I was in Waitrose today. It's not particularly unusual for me to be in Waitrose, I admit. I love Waitrose, it's like the other supermarkets; but it's full of lovely things rather than just tins of beans and sad looking vegetables.
Anyway, less of my middle-class prejudice. I was in Waitrose Canary Wharf earlier buying some cartridges for my fountain pen and also needed some groceries from downstairs. It turns out that they have changed their till system so it's no longer possible to pay for items from "upstairs" in the grocery bit downstairs. It used to be one of the pleasures of shopping there that you could pick up a towel or a pair of pants from upstairs and then pay alongside your grocery downstairs - but since they put the new tills in downstairs, it didn't work anymore. I had to queue twice. Oh, the horror.
I didn't wander much around Canary Wharf, but I did pop into Gap. I've reached that age where I feel "a bit trendy" shopping in Gap and wonder whether their clothes are a bit young for me, and whether I'd look a bit sad for wearing trousers with turnups. Anyway, I noticed that tshirts are no longer referred to as coming in different "sizes" but different "fits". Now - I always thought those were two separate things - the "size" was how big the clothes were and the "fit" was the shape. But apparently not - "small" through to "large" are now described as "fit". Have we really turned into a society where people are going to get offended by having to buy clothes which say "large" on them? I mean. Really?

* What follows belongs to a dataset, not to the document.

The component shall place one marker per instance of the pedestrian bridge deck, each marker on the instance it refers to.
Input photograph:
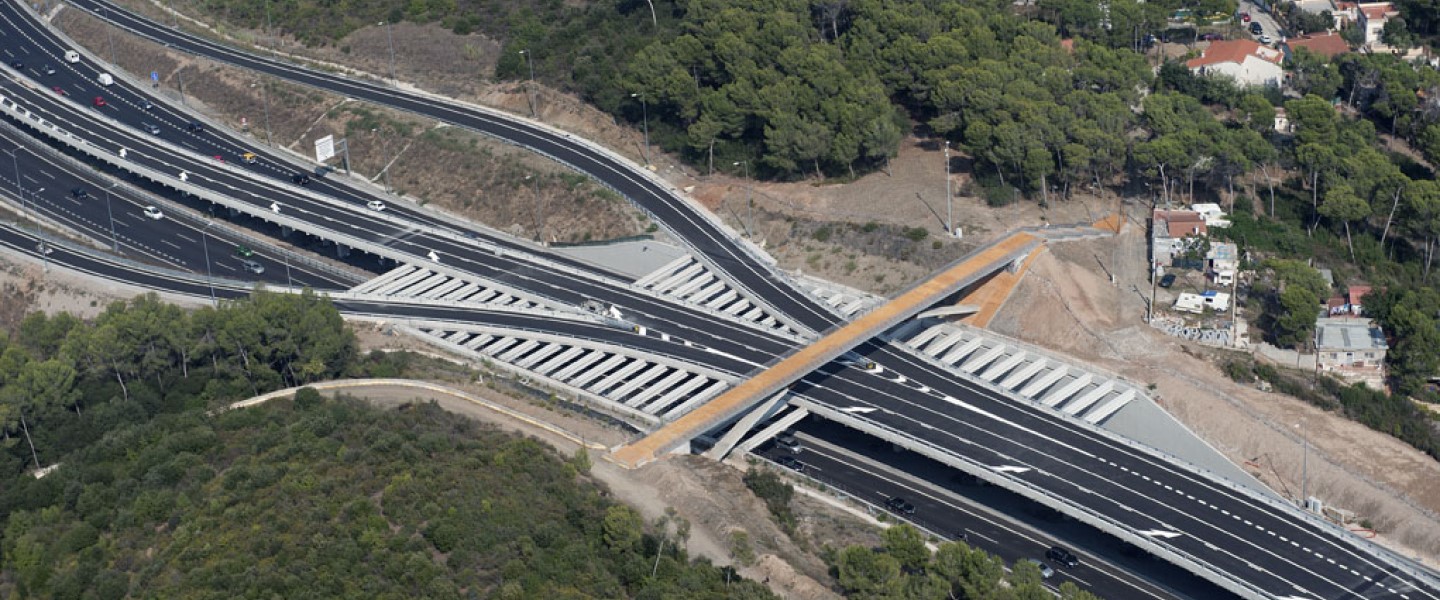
(837, 341)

In some ways, I'm resistant to change. Despite working in technology for years, I'm not really one who moves with the modern world. Yes, I have a phone which does all sorts of things and my music collection is stored on a hard drive rather than a CD rack - but I don't own a BluRay player or read my books on a Kindle. I still write letters with a fountain pen. My address book is a real book which lives in a drawer in the living room and when I read a book, I read one with real pages made of real dead trees which turn with a satisfying feel. Today, for instance, I bought two CDs. Real CDs with covers and everything. Surprisingly hard to find them these days, but there's something nice about it. I will rip them, of course, and listen to the music on my phone, but that's not the point.
Some people used to think it odd when I worked in the mobile phone world that I wouldn't keep my address book on my phone. I still don't. There's something in me which likes to write out Christmas Cards by going through the address book and copying the address from one hand-written line to another. I do so with a calligraphy-nibbed fountain pen, too. So maybe things don't change that much after all.